Most teachers who teach now aren’t used to content warnings. Only the newest teachers to the classroom don’t see them as burdensome additions to their workloads. And certainly, it takes a significant amount of work to anticipate student difficulty, follow up with students who cannot cope well with course materials, discuss sensitive subjects deeply but sensitively, and even redesign assessments in a way that respects student needs while challenging them to learn out of those needs. It’s a mistake, though, to look – as many educators do – at content warnings as additive. They’re just a different way of looking at the kind of responsive, skills-centric, community-based work that education has considered best practice for decades.

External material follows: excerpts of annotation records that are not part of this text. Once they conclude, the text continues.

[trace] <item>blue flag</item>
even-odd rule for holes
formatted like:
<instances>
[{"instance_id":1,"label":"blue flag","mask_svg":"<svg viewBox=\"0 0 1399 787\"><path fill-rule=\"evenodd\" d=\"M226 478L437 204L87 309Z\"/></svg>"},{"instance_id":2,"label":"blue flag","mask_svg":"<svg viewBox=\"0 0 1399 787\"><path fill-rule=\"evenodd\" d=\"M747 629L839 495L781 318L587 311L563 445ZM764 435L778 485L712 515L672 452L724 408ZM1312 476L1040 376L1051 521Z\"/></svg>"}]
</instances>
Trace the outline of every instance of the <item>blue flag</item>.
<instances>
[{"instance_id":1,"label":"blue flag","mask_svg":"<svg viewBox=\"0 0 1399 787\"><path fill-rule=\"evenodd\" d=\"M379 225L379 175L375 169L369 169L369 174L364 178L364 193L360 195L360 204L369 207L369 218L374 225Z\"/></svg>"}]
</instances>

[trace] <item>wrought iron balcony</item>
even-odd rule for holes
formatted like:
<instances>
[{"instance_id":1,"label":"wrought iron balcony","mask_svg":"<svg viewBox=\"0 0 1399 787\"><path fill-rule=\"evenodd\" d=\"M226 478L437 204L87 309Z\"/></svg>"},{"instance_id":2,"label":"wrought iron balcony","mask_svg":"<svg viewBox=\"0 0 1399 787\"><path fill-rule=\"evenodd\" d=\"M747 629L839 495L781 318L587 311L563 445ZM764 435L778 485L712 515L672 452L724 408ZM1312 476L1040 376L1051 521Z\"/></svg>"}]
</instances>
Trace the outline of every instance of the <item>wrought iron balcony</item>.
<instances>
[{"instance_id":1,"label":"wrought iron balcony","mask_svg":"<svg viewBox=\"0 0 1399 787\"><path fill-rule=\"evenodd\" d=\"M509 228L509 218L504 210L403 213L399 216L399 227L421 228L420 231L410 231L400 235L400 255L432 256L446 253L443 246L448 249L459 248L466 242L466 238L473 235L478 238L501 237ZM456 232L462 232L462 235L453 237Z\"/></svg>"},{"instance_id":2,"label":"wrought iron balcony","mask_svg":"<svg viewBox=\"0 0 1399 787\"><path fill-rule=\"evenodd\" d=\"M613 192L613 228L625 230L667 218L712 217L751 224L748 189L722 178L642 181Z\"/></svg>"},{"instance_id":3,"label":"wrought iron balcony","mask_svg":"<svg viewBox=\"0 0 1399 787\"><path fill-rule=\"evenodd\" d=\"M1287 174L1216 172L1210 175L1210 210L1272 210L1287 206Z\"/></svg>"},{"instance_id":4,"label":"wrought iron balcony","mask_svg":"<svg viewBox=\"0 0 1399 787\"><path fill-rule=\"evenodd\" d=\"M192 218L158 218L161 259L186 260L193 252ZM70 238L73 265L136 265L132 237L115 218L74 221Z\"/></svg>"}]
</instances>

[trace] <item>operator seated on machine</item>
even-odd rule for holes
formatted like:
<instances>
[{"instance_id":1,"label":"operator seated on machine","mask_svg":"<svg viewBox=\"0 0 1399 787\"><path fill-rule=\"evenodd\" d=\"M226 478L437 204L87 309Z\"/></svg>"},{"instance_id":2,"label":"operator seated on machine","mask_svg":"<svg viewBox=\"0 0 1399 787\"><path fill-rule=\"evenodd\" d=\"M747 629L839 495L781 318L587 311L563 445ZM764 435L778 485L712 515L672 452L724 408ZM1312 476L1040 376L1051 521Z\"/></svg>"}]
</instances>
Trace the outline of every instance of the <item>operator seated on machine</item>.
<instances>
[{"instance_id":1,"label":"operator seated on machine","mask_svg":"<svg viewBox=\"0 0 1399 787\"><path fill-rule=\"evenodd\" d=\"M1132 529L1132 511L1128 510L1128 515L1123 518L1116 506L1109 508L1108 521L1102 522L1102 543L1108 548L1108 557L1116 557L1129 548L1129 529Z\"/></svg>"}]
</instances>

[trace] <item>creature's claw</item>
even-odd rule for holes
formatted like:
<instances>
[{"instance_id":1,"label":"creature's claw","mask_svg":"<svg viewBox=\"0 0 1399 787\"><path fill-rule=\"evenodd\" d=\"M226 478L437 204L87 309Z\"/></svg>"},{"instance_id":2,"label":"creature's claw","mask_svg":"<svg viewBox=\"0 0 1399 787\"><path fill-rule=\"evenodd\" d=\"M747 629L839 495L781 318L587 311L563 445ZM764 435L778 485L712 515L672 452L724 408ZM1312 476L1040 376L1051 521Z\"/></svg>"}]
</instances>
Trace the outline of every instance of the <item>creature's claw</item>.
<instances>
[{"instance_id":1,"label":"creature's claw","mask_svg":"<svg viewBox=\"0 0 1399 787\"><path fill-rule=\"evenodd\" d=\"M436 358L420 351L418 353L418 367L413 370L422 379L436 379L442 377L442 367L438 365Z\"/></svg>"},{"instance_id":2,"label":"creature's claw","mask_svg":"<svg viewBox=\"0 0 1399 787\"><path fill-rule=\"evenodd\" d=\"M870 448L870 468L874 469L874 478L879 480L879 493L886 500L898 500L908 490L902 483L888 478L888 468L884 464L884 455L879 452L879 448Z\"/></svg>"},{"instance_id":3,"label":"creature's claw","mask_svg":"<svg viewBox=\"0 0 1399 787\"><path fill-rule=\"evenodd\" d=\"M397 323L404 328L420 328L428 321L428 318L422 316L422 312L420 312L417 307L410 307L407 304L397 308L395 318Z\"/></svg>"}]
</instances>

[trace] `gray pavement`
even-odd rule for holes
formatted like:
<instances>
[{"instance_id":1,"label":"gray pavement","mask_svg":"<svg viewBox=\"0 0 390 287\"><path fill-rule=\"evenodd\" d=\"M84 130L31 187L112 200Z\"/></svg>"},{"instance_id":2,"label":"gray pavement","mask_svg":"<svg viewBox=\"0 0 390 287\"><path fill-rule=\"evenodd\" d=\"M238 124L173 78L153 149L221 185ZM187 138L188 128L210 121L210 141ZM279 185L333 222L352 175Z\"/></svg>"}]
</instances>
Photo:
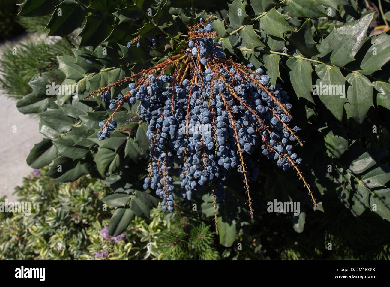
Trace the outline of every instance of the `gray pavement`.
<instances>
[{"instance_id":1,"label":"gray pavement","mask_svg":"<svg viewBox=\"0 0 390 287\"><path fill-rule=\"evenodd\" d=\"M0 57L4 45L0 44ZM0 182L2 184L0 198L5 195L9 200L14 201L17 198L12 195L15 187L21 185L23 178L33 171L26 159L34 144L43 137L39 133L37 118L20 112L16 102L2 91L0 115Z\"/></svg>"}]
</instances>

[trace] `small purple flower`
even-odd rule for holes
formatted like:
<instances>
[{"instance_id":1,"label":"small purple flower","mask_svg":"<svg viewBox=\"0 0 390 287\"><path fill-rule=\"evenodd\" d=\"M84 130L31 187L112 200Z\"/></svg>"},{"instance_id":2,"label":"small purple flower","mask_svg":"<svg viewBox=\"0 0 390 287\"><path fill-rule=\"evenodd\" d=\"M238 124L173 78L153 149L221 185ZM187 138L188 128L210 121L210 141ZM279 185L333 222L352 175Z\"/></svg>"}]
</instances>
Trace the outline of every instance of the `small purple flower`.
<instances>
[{"instance_id":1,"label":"small purple flower","mask_svg":"<svg viewBox=\"0 0 390 287\"><path fill-rule=\"evenodd\" d=\"M125 235L124 234L122 234L120 235L118 235L117 236L115 236L115 237L112 237L111 240L113 241L115 243L117 243L118 242L120 242L124 239Z\"/></svg>"},{"instance_id":2,"label":"small purple flower","mask_svg":"<svg viewBox=\"0 0 390 287\"><path fill-rule=\"evenodd\" d=\"M101 234L101 236L103 237L103 239L105 239L106 240L110 240L110 235L108 235L108 227L105 227L100 230L100 234Z\"/></svg>"}]
</instances>

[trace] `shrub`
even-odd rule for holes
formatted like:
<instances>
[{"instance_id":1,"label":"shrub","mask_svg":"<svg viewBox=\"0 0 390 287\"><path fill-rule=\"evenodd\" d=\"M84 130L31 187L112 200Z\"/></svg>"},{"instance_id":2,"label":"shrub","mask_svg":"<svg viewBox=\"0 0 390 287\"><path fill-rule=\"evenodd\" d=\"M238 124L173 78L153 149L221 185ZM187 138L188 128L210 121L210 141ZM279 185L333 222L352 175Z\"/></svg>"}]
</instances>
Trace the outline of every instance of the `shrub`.
<instances>
[{"instance_id":1,"label":"shrub","mask_svg":"<svg viewBox=\"0 0 390 287\"><path fill-rule=\"evenodd\" d=\"M219 196L214 194L212 187L197 191L189 197L193 204L197 204L197 210L201 210L206 216L215 219L222 244L232 246L241 229L246 234L250 233L250 228L241 228L261 223L262 215L267 210L263 203L274 199L301 203L299 217L285 217L291 220L298 232L303 230L305 222L321 217L319 213L328 212L326 208L339 211L338 205L330 204L336 204L330 200L335 197L344 206L341 210L345 209L356 216L368 212L365 210L369 209L374 214L373 216L390 219L390 191L387 185L390 168L384 163L389 159L386 150L388 144L385 143L389 136L386 113L390 108L387 45L389 36L386 34L388 25L385 16L388 13L385 13L388 7L384 4L378 9L368 4L358 5L352 0L308 1L305 2L307 5L301 9L291 1L275 3L272 1L234 0L222 4L201 1L196 7L191 7L189 2L136 2L129 5L124 1L119 4L108 1L103 9L98 5L87 7L67 2L62 2L58 7L71 8L64 9L70 11L67 12L70 14L59 17L54 8L59 3L53 3L51 6L45 3L44 13L39 7L30 9L29 5L34 0L27 0L21 5L19 14L39 16L52 13L47 25L49 35L66 37L78 29L81 30L78 34L81 37L79 48L73 50L73 54L58 57L58 69L43 74L32 82L33 93L18 103L21 112L37 114L41 119L40 132L46 137L34 146L27 162L36 168L49 165L49 175L60 182L71 182L88 174L104 178L111 184L114 192L103 201L116 209L110 224L109 232L112 236L123 232L135 215L149 216L159 201L154 191L143 191L143 187L145 178L152 178L152 172L156 173L152 168L156 165L153 162L157 161L154 160L153 144L149 158L148 136L151 133L147 134L147 122L151 126L153 124L151 118L143 114L141 116L140 111L152 112L152 109L148 111L145 108L147 105L142 101L144 109L140 111L137 109L140 102L126 102L124 100L129 99L132 94L128 84L134 79L146 89L148 80L142 76L147 72L142 69L152 66L154 67L152 69L157 70L165 64L168 66L165 67L168 68L172 66L167 64L170 62L167 62L169 60L177 61L174 63L179 62L177 73L175 73L174 67L171 66L166 73L173 74L178 84L183 86L184 78L191 81L191 76L196 75L196 65L187 68L185 62L191 57L190 51L186 50L189 38L199 42L203 36L221 42L223 52L217 52L224 54L217 56L216 52L216 57L230 63L235 72L246 71L250 75L248 69L252 68L252 65L256 69L254 71L257 69L266 71L269 76L269 84L265 82L267 81L264 77L254 75L252 78L262 81L261 87L256 83L255 86L266 93L273 92L268 94L270 99L263 99L264 103L269 109L275 109L281 118L277 121L291 127L289 135L292 127L300 128L300 131L296 132L300 139L296 141L303 145L295 148L303 159L303 167L299 169L293 164L294 159L292 161L288 159L289 156L292 157L289 153L289 149L287 146L285 149L281 146L280 152L283 153L281 156L283 158L280 159L281 162L283 159L288 161L282 165L287 164L294 169L294 172L283 171L267 162L266 154L258 152L263 143L260 143L261 139L254 145L256 148L250 156L239 154L239 160L243 164L241 170L232 170L232 176L227 177L222 184L223 186L218 187L224 188L221 189L225 191L225 198L222 196L217 200L216 198ZM197 32L200 18L208 21L212 17L215 20L209 24L218 34L209 29L205 32ZM70 19L71 23L67 20ZM207 29L206 23L201 22L202 27ZM189 29L189 25L196 28ZM129 42L131 45L127 45ZM221 62L217 64L210 64L211 68L220 68ZM202 72L205 71L205 68L202 69ZM183 75L189 70L188 74ZM141 73L138 73L140 71ZM184 77L181 78L181 75ZM248 76L246 77L248 80ZM41 83L53 82L54 78L56 83L76 86L78 96L70 93L47 95ZM274 91L280 90L278 84L289 95L289 103L294 107L291 112L287 111L290 109L284 102L287 100L285 94L284 99L277 98L283 102L280 103L271 96L275 94ZM342 89L343 93L329 95L329 87L332 91L336 87ZM105 98L104 92L109 91L109 98ZM243 98L248 91L244 91ZM139 89L138 92L142 94ZM139 100L146 100L145 96ZM190 98L188 94L187 96ZM244 106L237 102L239 102L238 97L235 98L236 105ZM103 100L112 100L114 102L105 103ZM110 109L110 103L116 104L116 109ZM231 105L225 104L232 110ZM245 107L246 109L248 111ZM228 109L227 108L225 111ZM250 118L251 112L245 116ZM291 120L289 115L293 116L293 119ZM105 129L110 128L108 120L111 122L113 117L117 122L117 130L110 131L111 138L99 141L98 134L99 137L102 134L108 134L108 130ZM236 121L237 123L237 119L229 117L232 123ZM254 120L260 125L261 120L256 117ZM101 121L103 121L101 127ZM271 127L274 132L277 130L277 127L272 125L277 125L270 122L261 127L262 131L267 127ZM234 125L231 125L230 131L234 129ZM238 135L237 132L232 132ZM236 138L232 140L234 146L239 142ZM268 150L263 152L268 154L270 151L276 153L274 149L278 148L273 149L270 140L269 144L266 141L269 140L268 137L263 139L266 146L261 150ZM240 153L241 148L237 145ZM169 150L176 152L170 148ZM249 159L254 163L249 171L254 171L255 168L259 169L258 176L250 178L252 181L248 179L248 172L243 168L246 164L251 166L245 162ZM183 183L183 178L180 177L177 168L182 164L176 160L176 164L170 162L169 167L163 168L157 164L164 174L163 177L171 181L170 186L178 193L183 189L180 184ZM61 171L58 171L58 167L61 167ZM172 168L172 178L165 174L168 167ZM297 173L301 179L304 175L306 181L297 180ZM241 176L244 177L243 187L236 180L236 176ZM184 187L185 184L183 184ZM157 189L160 194L158 186ZM305 194L308 192L309 196ZM172 204L169 203L172 202L168 198L170 195L163 192L166 198L163 204L168 210L172 209L169 207ZM187 193L187 198L188 195ZM179 197L175 195L177 206L184 204L178 201ZM316 207L310 201L314 201L314 198Z\"/></svg>"}]
</instances>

It’s a problem that teachers have to be the people who teach students the coping skills that they lack. Since teachers don’t have training as therapists, they shouldn’t be treated as therapists or expected to serve as therapists. But we, as a culture, aren’t going to get rid of the fact that teenagers lack these skills by wishing them away. Certainly, it behooves adults to think broadly and with great care at the bigger picture of triggering content and the general overall emotionalism and passion that is often a problem within our culture right now. Myopically focusing on students, especially adolescents, and criticizing their desire for content warnings is exactly the wrong way to solve these complicated problems. Rather, teaching students how to cope with the experiences and content that trigger them than can have a transformative effect: by acknowledging this deficit, we can make educational spaces actually teach kids how to respond to the things that trigger them before they become adults participating in public discourse. This isn’t bubble wrap. It’s a way to help kids who need our help to become the adults we hope they will, and they want to, be.
What’s the shelf life of a high school education, anyway? Teachers hear their friends, political leaders, and neighbors talk all the time about what a waste of time their high school years seemed. The content, and even many of the academic skills, don’t last. If anything, an investment in content warnings as part of a broader ecosystem of care and challenge is a commitment to skills that we can’t live without.